Summary: This article discusses about the data explosion, knowledge discovery and more importantly answer the question what is data mining by introducing some data mining definitions.
Nowadays corporate and organizations are accumulating data at an enormous rate and from a very broad variety of sources such as customer transactions, credit card transactions, bank cash withdrawal to hourly weather data. A lot of relational database servers have been built to store such massive quantities of data. To put the data into the database servers, online transactional process (OLTP) systems have been developed to help business run smoothly based on their own business processes. Those OLTP systems stores all the transactional data into the database for every transaction happens to the business in every second such as sale orders, purchase orders in sale to head count data in human capital management. To enables the top executives to make decisions faster based on facts, online analytical processing (OLAP) systems such as data warehouses have been developed rapidly recently. There are a vast amount of data is recorded in the OLTP systems and pushing to OLAP systems for reporting purpose. As the matter of fact, the data itself is critical to a company’s growth. It contains knowledge that could lead to important business decisions that bring business to the next level. These data is never been examined in a superficial manner. It is becoming data rich but knowledge poor.
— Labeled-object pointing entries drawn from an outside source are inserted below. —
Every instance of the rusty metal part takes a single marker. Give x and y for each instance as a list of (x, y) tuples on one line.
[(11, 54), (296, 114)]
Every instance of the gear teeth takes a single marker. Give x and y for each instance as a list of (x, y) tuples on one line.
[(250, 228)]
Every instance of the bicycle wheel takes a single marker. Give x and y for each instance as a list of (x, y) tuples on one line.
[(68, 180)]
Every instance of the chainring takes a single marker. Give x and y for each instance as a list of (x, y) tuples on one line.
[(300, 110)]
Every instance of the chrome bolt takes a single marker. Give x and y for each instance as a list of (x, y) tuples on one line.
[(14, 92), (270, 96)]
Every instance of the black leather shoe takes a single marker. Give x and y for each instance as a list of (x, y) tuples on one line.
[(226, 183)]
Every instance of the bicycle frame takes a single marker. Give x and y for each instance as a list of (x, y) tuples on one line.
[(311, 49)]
We need information but what we have is a huge amount of data flooding around companies, organizations even individuals. Because of the amount of data is so enormous that human cannot process it fast enough to get the information out of it at the right time, the machine learning technology has been established to solve this problem potentially.
Knowledge discovery is a process that extracts implicit, potentially useful or previously unknown information from the data. The knowledge discovery process is described as follows:
Let’s examine the knowledge discovery process in the diagram above in details:
- Data comes from variety of sources is integrated into a single data store called target data
- Data then is pre-processed and transformed into standard format.
- The data mining algorithms process the data to the output in form of patterns or rules.
- Then those patterns and rules are interpreted to new or useful knowledge or information.
The ultimate goal of knowledge discovery and data mining process is to find the patterns that are hidden among the huge sets of data and interpret them to useful knowledge and information. As described in process diagram above, data mining is a central part of knowledge discovery process. Let answer the question “what is data mining?” by examining several data mining definitions.
What is Data Mining – Data Mining Definitions
The data mining definition appears on the first papers on commercial data mining is defined as:
The process of extracting previously unknown, comprehensible and actionable information from large databases and using it to make crucial business decisions - Simoudis 1996.
This data mining definition has business flavor and for business environments. However, data mining is a process that can be applied to any type of data ranging from weather forecasting, electric load prediction, product design, etc.
Data mining also can be defined as the computer-aid process that digs and analyzes enormous sets of data and then extracting the knowledge or information out of it. By its simplest definition, data mining automates the detections of relevant patterns in database.